How PICASO helps create coherent care plans for people with multiple chronic conditions

Better coordination of care plans between healthcare sectors is high on the European health agenda. So is
efficient management of the steadily rising number of patients with co-existing chronic conditions. The
PICASO project aims to develop information and communication technologies which meet these demands,
by supporting a continuum of care from hospitals and outpatient clinic to the home:

– The PICASO platform will enable the sharing of a patient’s complete care pathways with tools to
establish health status, predict risks and adjust care. Based on monitoring of different physiological
parameters at home, the patients can actively participate in their own care. The result is better
management of co-existing diseases and coordination of care plans for the benefit of patients and
carers across organisations, explains Project Coordinator, Dr. Markus Eisenhauer from Fraunhofer
Institute for Applied Information Technology.

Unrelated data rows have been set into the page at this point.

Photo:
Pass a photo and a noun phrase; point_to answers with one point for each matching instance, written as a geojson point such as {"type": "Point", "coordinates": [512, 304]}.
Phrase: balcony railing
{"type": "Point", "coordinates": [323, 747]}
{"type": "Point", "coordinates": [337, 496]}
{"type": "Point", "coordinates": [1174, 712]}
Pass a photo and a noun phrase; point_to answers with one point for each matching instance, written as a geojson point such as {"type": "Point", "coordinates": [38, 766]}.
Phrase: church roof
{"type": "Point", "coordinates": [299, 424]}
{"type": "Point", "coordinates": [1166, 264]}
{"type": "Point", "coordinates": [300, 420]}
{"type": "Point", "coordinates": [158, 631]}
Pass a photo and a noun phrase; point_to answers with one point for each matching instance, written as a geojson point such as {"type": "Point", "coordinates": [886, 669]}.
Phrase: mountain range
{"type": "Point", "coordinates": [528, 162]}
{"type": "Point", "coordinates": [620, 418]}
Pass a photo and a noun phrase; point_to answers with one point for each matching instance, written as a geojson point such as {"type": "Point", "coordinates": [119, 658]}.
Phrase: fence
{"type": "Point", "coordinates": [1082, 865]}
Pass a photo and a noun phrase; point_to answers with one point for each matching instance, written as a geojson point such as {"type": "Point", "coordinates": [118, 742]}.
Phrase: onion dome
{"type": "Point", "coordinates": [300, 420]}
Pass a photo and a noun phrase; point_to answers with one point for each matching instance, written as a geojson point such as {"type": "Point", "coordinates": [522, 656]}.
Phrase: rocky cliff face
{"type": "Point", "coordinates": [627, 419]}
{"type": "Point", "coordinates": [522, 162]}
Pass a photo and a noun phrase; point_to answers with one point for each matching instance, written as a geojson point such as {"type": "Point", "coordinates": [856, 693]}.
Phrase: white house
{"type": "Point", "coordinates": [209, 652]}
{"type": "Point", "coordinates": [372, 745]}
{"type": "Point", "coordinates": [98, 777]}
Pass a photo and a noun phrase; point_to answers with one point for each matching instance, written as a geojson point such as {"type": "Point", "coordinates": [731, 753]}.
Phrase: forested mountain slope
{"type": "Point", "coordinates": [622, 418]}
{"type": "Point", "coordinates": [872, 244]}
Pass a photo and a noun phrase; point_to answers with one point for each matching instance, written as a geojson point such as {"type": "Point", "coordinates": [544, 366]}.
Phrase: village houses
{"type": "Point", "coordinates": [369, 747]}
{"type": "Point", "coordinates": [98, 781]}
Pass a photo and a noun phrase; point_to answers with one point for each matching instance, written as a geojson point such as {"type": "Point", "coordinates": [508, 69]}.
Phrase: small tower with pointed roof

Trials in Italy and Germany
To demonstrate the platform and its wide applicability, the technologies will be trialled in two different
national settings with two different patient groups, counting up to a 100 patients: in Italy, the University
Hospital of Tor Vergata in Rome will enrol patients with Parkinson’s disease and in Germany, the University
Hospital of Düsseldorf will engage patients diagnosed with Rheumatoid Arthritis. Both patient groups have
Cardiovascular Diseases as co-morbidities and both settings share the complexity of treating co-occurring
diseases:

– Clinical treatment of people with co-morbidities is much more complex than treatment of patients
with a single condition since treating one chronic condition can have negative effects on another.
The treatment is also very individual and patients have to work closely with doctors and therapists to
establish a suitable patient programme, accommodating the patient’s particular and changing needs.
PICASO can support the management of these programmes which involves different disciplines,
multiple care channels and actors, explains Dr. Agostino Chiaravalloti from the University Hospital of
Tor Vergata.

His view is backed up by PD Dr. Jutta Richter from the Policlinic of Rheumatology and Hiller Research Unit
at the University Hospital of Düsseldorf who concludes:

– The trials will establish how PICASO can improve the exchange of data between stakeholders in the
workflow and validate the effect of PICASO on the care systems as well as the acceptance of the
system by the wider group of stakeholders such as patients, relatives and the society at large.